Saturday, July 26, 2008

I am completely out of the habit of blogging. I have been at my parents' house since Thursday, and I am just now sitting at the computer. But I must blog! I cannot disappoint my readers - my mom and my granny! So here is a weekly report of sorts. Yesterday, I was in the same building as Susan Wise Bauer and Jessie Wise. It was a homeschool convention. I did not go to their lectures because the ones I wanted are today, and I am not driving all that way again! I picked up my copy of Writing with Ease, so maybe that will improve my blogging! My husband went to a lecture about whining, and he took PAGES of notes for me to read- just what I need! I was there to shop. It was a little disappointing to stand in that huge place and realize I already have most of it! My favorite purchase is How to Teach Art to Children by Evan-Moor. I often overlook Evan-Moor, but I have enjoyed the products I have seen. There are 96 projects about "line, shape, color, value, texture, form and space." It looks completely do-able. My mom looked through the brightly-colored book several times last night, and said she wanted it! I have not made much progress through the MonArt book, Drawing With Children.
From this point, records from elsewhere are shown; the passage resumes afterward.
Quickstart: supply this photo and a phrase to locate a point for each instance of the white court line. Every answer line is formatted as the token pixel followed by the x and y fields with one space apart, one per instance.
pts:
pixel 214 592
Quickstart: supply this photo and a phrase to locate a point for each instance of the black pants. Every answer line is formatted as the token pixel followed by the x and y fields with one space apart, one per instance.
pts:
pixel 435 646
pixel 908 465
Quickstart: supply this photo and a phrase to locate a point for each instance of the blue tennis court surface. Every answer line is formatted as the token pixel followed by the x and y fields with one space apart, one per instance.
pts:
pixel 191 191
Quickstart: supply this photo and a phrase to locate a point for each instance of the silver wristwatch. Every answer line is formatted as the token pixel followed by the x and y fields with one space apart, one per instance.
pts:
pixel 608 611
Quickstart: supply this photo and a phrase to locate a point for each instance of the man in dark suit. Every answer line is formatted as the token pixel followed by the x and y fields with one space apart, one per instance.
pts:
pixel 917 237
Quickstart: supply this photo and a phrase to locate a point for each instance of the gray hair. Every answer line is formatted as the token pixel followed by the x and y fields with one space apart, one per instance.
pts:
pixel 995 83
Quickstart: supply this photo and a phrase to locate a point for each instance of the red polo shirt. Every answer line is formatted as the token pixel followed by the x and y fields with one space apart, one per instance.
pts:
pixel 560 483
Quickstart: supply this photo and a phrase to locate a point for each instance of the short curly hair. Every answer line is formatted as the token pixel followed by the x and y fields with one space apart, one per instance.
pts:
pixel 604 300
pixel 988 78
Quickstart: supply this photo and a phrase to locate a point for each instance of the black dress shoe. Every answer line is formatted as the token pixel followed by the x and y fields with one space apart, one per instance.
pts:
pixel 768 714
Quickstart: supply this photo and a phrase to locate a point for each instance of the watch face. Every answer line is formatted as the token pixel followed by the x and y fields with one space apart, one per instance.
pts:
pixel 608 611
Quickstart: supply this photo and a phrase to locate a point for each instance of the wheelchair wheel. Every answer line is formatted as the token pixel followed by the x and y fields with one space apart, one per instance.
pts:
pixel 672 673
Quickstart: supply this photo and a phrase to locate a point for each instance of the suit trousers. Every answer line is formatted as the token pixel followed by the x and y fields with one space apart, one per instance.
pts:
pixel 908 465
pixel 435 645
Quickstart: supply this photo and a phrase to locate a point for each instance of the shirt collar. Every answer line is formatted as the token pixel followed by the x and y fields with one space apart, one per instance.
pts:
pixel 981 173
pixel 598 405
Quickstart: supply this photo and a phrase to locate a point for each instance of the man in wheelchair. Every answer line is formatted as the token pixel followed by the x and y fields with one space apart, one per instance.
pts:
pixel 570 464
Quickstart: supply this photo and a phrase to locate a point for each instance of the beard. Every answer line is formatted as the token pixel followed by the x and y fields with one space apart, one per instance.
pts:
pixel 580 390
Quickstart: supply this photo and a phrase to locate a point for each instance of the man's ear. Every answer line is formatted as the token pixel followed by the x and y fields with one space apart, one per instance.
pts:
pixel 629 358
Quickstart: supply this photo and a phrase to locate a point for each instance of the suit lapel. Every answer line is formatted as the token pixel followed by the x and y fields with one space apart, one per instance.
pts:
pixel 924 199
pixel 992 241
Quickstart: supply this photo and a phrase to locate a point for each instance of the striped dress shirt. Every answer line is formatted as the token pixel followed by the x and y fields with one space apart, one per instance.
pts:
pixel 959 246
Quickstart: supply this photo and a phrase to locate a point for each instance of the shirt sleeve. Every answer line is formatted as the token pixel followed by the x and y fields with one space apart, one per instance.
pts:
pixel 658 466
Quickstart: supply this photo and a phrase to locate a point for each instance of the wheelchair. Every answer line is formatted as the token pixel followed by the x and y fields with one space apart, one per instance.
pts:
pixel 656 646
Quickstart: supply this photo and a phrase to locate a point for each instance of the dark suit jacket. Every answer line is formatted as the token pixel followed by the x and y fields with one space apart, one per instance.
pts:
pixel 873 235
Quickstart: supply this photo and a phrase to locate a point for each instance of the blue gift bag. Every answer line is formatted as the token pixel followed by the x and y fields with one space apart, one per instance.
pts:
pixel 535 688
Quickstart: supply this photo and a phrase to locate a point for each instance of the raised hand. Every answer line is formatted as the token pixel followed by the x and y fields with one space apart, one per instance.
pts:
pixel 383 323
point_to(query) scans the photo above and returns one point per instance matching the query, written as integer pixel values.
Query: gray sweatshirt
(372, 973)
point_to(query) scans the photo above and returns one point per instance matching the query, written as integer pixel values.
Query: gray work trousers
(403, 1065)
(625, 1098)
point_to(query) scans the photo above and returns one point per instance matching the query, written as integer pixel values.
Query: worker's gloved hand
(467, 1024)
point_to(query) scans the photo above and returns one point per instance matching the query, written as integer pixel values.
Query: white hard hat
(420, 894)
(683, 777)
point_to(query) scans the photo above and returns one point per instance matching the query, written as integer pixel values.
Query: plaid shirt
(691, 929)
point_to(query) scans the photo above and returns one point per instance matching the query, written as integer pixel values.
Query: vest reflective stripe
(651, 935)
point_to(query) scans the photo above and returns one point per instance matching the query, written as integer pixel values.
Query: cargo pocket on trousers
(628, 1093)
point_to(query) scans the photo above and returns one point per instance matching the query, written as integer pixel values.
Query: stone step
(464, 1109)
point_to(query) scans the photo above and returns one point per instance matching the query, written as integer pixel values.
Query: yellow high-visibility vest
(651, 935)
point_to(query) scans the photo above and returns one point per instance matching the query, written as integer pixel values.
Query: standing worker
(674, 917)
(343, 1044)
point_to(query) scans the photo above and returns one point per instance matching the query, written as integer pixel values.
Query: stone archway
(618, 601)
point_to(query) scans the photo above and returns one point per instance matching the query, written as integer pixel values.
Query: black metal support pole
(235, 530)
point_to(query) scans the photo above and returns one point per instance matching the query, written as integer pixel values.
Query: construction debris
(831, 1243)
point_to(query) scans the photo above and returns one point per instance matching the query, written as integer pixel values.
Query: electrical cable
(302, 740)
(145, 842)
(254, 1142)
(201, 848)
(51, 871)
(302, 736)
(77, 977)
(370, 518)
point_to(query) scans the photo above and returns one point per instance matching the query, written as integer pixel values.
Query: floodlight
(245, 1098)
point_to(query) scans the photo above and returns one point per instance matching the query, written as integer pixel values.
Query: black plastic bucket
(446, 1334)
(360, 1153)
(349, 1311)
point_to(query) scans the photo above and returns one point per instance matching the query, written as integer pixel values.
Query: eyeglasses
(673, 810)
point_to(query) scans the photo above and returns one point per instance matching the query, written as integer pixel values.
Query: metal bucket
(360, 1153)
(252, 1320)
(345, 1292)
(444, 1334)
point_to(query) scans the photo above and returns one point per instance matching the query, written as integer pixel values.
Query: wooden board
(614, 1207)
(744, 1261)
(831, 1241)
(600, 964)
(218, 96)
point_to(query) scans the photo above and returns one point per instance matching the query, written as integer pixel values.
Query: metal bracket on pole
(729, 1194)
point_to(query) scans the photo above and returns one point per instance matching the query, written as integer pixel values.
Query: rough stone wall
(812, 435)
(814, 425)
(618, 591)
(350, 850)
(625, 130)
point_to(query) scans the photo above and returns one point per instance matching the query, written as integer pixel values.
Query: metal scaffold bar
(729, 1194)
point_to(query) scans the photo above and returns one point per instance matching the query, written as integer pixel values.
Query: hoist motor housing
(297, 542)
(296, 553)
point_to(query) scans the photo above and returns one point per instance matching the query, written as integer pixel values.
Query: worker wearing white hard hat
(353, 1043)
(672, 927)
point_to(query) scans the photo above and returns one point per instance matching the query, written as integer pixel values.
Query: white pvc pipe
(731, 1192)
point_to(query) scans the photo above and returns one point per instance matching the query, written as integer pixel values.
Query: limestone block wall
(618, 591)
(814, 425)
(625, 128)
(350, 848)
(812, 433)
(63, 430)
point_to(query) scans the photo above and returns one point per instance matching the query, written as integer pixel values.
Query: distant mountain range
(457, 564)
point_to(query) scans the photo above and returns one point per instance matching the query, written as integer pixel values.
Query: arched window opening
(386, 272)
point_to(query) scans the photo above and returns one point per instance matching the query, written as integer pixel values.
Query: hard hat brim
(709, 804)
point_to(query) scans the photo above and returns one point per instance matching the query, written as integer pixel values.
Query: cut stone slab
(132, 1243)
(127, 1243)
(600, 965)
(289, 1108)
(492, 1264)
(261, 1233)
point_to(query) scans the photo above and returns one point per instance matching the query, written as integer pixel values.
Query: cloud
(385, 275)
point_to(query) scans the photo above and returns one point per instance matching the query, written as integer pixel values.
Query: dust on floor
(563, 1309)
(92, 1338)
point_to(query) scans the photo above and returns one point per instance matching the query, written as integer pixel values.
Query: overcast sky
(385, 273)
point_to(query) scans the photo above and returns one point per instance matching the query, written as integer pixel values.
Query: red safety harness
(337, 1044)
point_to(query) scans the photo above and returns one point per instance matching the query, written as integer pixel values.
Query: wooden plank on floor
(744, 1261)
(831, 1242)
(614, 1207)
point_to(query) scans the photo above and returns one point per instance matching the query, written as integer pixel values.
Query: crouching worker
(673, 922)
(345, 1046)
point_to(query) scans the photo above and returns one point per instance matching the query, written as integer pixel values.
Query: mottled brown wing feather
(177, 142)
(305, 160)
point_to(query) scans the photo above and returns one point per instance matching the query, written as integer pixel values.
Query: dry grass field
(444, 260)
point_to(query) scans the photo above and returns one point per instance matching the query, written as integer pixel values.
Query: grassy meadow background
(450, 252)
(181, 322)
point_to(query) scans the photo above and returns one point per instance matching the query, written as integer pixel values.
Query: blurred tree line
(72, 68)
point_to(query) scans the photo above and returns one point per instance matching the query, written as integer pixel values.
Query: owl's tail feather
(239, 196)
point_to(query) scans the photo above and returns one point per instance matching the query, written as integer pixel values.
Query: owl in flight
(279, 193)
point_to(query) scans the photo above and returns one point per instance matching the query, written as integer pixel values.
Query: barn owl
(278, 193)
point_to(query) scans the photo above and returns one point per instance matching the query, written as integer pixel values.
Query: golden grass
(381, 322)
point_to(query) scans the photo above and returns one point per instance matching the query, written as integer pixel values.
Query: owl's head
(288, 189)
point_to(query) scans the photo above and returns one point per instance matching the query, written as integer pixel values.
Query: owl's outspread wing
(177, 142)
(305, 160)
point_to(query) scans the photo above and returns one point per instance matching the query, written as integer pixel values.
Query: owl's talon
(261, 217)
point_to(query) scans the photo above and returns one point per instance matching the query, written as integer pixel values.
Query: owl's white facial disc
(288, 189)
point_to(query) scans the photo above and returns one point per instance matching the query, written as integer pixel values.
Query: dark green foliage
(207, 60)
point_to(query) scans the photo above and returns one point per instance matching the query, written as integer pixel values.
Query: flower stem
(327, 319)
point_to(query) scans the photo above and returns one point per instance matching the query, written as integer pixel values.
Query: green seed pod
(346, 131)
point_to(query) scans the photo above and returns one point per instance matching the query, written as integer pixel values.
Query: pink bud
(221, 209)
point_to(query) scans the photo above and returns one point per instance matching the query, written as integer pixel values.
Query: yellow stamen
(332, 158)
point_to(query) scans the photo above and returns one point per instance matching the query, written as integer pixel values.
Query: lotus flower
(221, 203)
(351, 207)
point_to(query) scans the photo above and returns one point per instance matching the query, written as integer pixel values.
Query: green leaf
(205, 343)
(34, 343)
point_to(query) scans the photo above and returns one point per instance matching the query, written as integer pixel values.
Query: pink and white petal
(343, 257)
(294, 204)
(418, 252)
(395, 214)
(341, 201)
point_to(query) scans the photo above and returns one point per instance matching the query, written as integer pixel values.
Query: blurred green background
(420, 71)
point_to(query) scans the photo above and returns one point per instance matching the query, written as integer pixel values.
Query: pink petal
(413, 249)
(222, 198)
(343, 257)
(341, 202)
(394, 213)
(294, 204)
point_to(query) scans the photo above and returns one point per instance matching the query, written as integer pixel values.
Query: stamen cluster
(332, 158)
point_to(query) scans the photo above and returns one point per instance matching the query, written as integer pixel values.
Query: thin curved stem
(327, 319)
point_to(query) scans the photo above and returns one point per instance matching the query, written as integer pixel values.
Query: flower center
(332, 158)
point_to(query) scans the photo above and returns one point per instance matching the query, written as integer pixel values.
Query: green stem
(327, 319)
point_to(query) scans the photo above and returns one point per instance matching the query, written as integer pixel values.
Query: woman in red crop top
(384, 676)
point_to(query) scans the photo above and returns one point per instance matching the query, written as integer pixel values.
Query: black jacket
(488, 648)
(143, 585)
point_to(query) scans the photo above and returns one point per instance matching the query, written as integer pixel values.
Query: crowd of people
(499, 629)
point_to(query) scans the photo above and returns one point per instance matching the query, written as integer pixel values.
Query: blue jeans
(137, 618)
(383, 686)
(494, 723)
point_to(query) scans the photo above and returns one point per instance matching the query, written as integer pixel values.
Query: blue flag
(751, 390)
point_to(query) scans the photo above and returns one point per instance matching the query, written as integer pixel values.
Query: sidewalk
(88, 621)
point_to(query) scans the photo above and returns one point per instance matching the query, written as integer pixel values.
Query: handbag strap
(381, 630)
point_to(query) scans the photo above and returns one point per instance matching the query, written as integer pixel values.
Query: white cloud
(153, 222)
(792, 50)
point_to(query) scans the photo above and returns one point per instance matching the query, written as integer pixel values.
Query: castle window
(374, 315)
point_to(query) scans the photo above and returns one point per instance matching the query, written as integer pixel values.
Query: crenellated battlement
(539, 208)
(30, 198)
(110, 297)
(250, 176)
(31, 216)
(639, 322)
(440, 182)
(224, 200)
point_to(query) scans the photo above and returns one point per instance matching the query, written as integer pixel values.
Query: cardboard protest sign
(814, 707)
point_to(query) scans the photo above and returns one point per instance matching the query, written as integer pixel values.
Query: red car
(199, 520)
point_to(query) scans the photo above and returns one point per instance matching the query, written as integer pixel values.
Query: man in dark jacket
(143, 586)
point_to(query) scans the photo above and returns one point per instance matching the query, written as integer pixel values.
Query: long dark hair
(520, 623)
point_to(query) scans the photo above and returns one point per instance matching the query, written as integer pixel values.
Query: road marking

I read Mill on the Floss and Vanity Fair, but I cannot bring myself to sift through all the information in Drawing With Children. How the Teach Art has minimal instructions and lots of mixing paint shades (on reproducible worksheets) and making textured collages.
I did not buy Miquon Math or Singapore Math to supplement Saxon. I had an armful of cusenaire rods and lab annotations, and then I had an epiphany - I do not have to buy these products because all my friends are. I turned to my good friend E and said, "I do not have to buy these because you did." E's eyes grew large as she looked up above her armload of books, manipulatives and maps. "Okay," she said as she staggered toward the mile-long line at the Rainbow Resources booth. And that was it. It was almost anti-climatic.
On another front, I am re-reading All the King's Men by Robert Penn Warren. I read this way-back-when in a Southern Literature course - Grit Lit. It was wasted on me then. I remember something in my 19-year old soul was moved, but I did not appreciate - no, relish the language as I am doing now ( in my old age of 35. 35?!!!) " The saws sang soprano and the clerk in the comissary passed out the blackstrap molasses and the sowbelly and wrote in his big book, and the Yankee dollar and Confederate dumbness collaborated to heal the wounds of four years of fratricidal strife, and all was merry as a marriage bell. Till, all of a sudden, there weren't any more pine trees." "So I sat there in silence...and listened to my tissues break down and the beads of perspiration explode delicately out of the ducts embedded in the ample flesh of my companion." " I went out into the street, where the dogs lay on the shady side under the corrugated iron awnings, and walked down the block till I came out to the harness shop. There was one vacant seat out front, so I said howdy-do, and joined the club. I was the junior member by forty years, but I thought I was going to have liver spots on my swollen old hands crooked on the head of a hickory stick like the rest of them before anybody was going to say anything. In a town like Mason City the bench in front of a harness shop is - or was twenty years ago before the concrete slab got laid down - the place where Time gets tangled in its own feet and lies down like an old hound and gives up the struggle. It is a place where you sit down and wait for night to come and arteriosclerosis. It is a place the local undertaker looks at with confidence and thinks he is not going to starve as long as that much work is cut out for him...You sit there among the elder gods, disturbed by no sound except the slight rale of the one who has asthma, and wait for them to lean from the Olympian and sunlit detachment and comment, with their unenvious and foreknowing irony, on the goings-on of the folks who are still snared in toils of mortal compulsions." Yes, sir, I can read Jane Austen with the best of you most of the year, but when it is a hot, southern summer, this girl needs Grit Lit.